We’re all about good wine for a great price here, so what better way is there to get the price of wine down than to make your own? I visited my local brew-your-own wine shop and chose one of their premium boxed kits.
Inside the box ($140 CDN):
What makes this kit a premium kit besides the price? The fact that you get more grape juice and therefore need to add less water to reach your target volume. There are other factors such as varietal, grape skins, oak chips etc… but I believe the type of concentrate plays a big factor. You’ll need some equiptment listed in the instructions but it’s fairly inexpensive and lasts decades if treated properly. If you’re not looking to put in the elbow grease, the brew-it-yourself shops can do it for you (for a small fee) and then you come back in about 2 months to bottle it up and take it home.
As a 3rd year beer homebrewer (all-grain) I figure that the manufacturer of this kit wants to make it easy for the masses to produce palatable wine, but since I can never leave well enough alone, I’ve made the following (warranty breaking) tweaks to my kit:
Alteration #1: Replace the provided yeast with one that’s designed only for red wines (Lalvin RC-212 Bourgovin) and instead of sprinkling the yeast on the must (grape juice) I re-hydrated it in 95F water for 15 minutes. This allows the yeast to wake up in a mild environment and not be shocked by diving into sugary juice while dry and thereby killing off a percentage of cells. Substituting yeast is a huge change and can really make or break your wine. Yeast plays a huge factor in fermentation and thus your end result. Extra 3/4 tsp nutrient added on day 3.

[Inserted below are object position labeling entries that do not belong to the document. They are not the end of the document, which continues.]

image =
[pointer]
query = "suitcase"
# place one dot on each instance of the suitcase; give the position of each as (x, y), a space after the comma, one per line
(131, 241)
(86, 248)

Alteration #2: You’re supposed to add water so your kit reaches 6 US gallons (23L). I added less, so the kit is now 5.5 US gallons (20.8L). This will make a stronger and fuller overall wine. My specific gravity (SG) reading: 1.097
Alteration #3: When I pitched the yeast, I also added 3/4 tsp of Wyeast Nutrient Blend. This yeast is a bit weaker than the monster that is EC-1118 so this should help it out. The airlock was ripping in under 20 hours so I’m pleased with the minimal lag time.

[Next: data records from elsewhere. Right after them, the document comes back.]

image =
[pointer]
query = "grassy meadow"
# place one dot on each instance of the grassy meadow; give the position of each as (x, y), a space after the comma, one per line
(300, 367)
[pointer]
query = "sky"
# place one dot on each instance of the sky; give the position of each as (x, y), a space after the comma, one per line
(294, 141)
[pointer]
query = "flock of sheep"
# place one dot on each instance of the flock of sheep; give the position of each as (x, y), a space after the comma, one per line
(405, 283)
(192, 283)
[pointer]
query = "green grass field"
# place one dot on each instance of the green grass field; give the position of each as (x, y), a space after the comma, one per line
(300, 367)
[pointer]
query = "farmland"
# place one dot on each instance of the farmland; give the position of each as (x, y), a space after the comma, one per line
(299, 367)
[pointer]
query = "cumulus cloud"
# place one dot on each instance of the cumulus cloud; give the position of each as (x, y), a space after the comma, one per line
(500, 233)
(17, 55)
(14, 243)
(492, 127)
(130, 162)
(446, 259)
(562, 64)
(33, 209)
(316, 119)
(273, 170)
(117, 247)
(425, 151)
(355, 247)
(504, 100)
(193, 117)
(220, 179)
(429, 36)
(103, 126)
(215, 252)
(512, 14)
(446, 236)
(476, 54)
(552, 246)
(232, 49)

Alteration #4: The kit says to ferment the wine in primary for 2 weeks. I’m probably going to sample it at 3 and likely leave it for 4. I like oak and tannins. These will both fade with age so a little more is better at this stage.
Alteration #5: There’s a good chance I’ll bulk condition this wine in secondary for more than the recommended 1 month. Target 4 months.
Pro-Tip: Manage your fermentation temperature based on the advice of the yeast strain’s manufacturer. The yeast I used has a range of 68F-86F. Ambient temperature: 67F. Wine temperature: 74F on day 2 (high krausen for homebrewers). Fermentation being an exothermic process raised the temperature +7F. The temperature will calm down around day 4 so you may need to keep the carboy in a warmer area of the house.
This is what you’ll end up with 1 day after assembly:
Pitch Date: June 7, 2015
3 Days Old:
- Add 3/4 tsp yeast nutrient (added to boiled water first).
1 Month Old:
- OG 1.097 -> 0.998 SG.
- Tastes very rich.
- Glad I used the RC-212, diluted less and left it on the oak and skins an extra two weeks.
- Rack wine to brew kettle.
- Add potassium sulphite (skip potassium sorbate)
- Degas it with a whip (this took almost 40 minutes with a drill mounted whip. Had to use a fast drill to get the co2 to foam out)
- Mix in clearing agents
- Rack to smaller 5 US Gal (19L) carboy [remember this kit is supposed to make 6 US Gal, but I made 5.5 and you lose wine to yeast, skins and oak].
- Top off to neck of carboy with similar wine (I used a whole 750mL bottle)
2 Months Old:
- SG 0.998 -> 0.996 FG. 13.2% ABV
- Colour: Deep rich purple. No legs
- Aroma: Cherry (youngish), bluberry, mild oak/vanilla
- Taste: Extra dry. Aroma better than taste. Full bodied. Very mild heat. Good lingering grippy tannins. Mildly tangy finish.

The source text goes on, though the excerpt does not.